If Ranil Wickremesinghe handled the bond scam differently, he could have been confident of not just winning the LG polls, but also doing so massively. His laughable attempts to deny the existence of any wrongdoing, his unwillingness to remove Ravi Karunanayake from deputy leadership even after the Monarch Penthouse scandal came to light and his unconditional defence of Arjuna Mahendran had disgusted and alienated key components of the UNP’s core support base – the urban middle and upper-middle classes and the business community.
The Sirisena-Wickremesinghe administration has lost not just its moral compass but also its basic commonsense. The positives it has achieved are few in comparison to the multitude of forgotten and broken promises. But those few positives mark the difference between a country that is the private fiefdom of a single family and a country which is a flawed democracy.
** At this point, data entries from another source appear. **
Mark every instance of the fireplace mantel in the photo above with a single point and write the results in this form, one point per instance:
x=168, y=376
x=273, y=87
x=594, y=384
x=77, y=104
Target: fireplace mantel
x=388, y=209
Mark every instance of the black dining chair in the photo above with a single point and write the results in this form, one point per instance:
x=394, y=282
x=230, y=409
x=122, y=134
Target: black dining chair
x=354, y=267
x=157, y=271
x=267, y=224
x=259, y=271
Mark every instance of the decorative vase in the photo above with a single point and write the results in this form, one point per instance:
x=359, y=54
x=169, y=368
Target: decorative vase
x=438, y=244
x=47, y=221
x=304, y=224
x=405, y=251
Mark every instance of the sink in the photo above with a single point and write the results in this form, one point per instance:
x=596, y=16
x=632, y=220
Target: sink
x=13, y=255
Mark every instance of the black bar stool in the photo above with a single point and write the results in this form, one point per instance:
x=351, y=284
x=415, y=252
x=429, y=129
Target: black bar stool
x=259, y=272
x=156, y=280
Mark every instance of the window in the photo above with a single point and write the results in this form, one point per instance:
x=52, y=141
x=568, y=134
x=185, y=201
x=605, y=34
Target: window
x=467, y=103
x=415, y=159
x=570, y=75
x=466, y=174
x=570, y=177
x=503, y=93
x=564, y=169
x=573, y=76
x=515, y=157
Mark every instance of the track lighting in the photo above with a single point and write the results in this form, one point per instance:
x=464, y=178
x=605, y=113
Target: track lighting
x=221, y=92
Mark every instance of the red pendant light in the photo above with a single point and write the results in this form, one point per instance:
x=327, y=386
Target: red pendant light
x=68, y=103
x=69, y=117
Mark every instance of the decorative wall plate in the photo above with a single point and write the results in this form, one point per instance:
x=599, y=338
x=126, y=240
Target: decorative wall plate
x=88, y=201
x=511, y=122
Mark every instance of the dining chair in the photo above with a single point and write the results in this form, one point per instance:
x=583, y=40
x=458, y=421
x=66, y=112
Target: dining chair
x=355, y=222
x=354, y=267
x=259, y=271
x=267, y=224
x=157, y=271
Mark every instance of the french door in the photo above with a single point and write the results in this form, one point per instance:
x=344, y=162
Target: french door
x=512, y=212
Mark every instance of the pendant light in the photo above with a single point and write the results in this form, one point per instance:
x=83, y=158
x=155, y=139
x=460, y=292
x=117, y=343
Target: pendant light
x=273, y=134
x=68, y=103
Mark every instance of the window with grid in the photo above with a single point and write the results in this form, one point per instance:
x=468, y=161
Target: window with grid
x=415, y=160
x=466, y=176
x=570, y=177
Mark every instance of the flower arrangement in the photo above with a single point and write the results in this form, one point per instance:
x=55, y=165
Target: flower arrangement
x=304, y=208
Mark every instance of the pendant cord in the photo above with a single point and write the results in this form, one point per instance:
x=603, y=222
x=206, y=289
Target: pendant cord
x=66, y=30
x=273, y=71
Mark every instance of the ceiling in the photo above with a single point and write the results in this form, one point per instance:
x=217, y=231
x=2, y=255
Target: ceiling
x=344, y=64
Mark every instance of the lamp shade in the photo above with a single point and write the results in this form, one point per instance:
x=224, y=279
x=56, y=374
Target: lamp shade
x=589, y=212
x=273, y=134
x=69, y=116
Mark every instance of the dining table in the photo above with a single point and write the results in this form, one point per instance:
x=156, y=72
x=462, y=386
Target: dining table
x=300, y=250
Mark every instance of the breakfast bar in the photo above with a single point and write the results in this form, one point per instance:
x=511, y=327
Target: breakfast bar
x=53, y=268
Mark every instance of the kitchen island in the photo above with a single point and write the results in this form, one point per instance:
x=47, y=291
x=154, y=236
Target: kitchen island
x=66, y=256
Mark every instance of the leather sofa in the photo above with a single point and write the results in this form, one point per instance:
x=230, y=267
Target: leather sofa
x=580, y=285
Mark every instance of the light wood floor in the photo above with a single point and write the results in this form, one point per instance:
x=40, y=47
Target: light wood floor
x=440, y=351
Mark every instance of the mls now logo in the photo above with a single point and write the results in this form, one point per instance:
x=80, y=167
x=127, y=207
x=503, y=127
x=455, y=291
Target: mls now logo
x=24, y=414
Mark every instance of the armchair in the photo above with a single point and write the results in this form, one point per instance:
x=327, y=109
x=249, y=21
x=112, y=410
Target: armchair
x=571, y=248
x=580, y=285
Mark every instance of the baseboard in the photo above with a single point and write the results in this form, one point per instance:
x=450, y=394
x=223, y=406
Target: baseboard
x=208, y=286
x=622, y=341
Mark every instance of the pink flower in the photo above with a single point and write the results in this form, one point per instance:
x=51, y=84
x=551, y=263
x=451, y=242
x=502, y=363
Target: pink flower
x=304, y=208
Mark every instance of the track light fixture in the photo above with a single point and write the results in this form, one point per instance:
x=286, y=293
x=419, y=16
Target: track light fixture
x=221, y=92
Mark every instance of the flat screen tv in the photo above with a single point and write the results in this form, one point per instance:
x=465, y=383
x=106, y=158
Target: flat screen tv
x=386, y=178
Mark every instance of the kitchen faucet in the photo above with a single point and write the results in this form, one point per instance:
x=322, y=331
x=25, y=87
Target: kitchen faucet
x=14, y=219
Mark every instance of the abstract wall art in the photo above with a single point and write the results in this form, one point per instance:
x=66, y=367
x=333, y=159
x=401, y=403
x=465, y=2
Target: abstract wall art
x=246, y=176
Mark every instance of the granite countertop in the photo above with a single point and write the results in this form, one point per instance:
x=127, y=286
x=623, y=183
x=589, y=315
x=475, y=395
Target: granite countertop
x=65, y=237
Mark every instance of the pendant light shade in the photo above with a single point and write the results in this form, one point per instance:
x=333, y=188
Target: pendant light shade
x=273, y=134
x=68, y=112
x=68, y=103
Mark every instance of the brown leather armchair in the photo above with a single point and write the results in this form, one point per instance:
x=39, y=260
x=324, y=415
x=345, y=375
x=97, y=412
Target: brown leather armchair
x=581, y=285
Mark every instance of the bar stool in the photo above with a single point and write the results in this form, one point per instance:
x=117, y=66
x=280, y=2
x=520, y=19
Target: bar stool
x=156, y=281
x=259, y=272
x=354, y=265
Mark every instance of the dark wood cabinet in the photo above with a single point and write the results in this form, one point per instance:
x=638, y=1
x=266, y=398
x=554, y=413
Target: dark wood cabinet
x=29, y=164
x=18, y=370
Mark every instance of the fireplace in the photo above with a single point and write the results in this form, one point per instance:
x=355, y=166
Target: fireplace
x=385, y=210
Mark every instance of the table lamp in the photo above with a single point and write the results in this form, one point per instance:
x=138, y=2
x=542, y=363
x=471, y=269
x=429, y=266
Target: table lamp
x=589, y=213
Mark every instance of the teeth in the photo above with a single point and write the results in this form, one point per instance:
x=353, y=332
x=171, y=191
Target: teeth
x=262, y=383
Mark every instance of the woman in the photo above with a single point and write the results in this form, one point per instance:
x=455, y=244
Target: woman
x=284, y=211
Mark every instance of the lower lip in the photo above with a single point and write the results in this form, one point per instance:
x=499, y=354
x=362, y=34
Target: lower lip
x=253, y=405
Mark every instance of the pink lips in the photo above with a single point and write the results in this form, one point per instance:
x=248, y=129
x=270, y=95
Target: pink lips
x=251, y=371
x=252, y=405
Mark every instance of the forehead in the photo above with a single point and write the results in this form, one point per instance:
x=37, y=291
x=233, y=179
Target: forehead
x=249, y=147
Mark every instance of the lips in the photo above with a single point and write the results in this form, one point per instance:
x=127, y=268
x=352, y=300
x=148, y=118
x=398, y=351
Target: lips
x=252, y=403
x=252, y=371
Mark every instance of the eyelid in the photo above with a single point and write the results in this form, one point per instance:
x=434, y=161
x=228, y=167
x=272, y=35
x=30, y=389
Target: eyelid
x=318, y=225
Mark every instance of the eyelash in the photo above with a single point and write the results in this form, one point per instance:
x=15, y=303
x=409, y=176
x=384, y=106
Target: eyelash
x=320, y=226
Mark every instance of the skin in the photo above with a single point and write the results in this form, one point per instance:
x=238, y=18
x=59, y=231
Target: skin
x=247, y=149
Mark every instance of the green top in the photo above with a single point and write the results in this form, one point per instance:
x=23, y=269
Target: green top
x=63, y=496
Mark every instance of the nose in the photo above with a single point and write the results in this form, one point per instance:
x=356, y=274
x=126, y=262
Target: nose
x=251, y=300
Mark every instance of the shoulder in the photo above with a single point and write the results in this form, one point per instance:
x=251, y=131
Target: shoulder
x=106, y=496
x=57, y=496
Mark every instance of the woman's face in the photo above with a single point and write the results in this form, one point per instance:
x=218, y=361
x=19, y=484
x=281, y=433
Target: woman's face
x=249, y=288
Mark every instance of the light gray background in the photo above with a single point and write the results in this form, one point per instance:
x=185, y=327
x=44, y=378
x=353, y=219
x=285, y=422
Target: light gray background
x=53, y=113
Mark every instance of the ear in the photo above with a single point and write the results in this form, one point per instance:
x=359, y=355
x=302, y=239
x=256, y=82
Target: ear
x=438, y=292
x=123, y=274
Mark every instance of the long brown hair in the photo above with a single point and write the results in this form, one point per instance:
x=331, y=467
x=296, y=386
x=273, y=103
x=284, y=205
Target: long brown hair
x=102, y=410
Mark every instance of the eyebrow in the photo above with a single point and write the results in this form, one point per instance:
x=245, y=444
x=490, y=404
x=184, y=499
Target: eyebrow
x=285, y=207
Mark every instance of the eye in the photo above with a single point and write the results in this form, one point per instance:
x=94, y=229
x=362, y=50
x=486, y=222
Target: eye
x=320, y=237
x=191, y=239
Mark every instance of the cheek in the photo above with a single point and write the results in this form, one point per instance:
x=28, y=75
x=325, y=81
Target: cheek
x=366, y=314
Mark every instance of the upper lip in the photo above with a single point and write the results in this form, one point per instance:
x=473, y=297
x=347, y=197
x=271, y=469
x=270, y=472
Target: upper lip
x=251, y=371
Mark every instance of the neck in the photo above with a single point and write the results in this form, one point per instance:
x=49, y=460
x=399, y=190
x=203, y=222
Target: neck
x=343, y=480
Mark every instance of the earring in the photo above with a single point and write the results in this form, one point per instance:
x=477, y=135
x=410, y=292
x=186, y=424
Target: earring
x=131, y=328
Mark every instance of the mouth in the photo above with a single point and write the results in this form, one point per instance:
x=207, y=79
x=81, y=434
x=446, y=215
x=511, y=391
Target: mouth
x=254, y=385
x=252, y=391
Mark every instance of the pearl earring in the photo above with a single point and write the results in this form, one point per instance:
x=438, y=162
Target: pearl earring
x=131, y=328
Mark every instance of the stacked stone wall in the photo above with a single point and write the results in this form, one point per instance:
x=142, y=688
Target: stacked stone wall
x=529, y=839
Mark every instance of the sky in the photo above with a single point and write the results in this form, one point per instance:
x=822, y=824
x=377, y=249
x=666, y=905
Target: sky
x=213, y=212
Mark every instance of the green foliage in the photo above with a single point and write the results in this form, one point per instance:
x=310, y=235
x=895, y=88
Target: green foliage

Corruption continues to be rife, but the bond scam report gives hope that at least some of the corrupt will be punished. Incompetence is monumental, but there is space to criticise it without fear. The promise to come up with a political solution to the ethnic problem has been forgotten, but there is far less official racism. What is needed is to protect and build on these achievements. The bad must be acknowledged as bad. But it makes no sense to replace the bad with the worse.
Maithripala Sirisena and Ranil Wickremesinghe had failed us. The question is, do we fail ourselves too, and allow the infinitely worse past to return to our common detriment?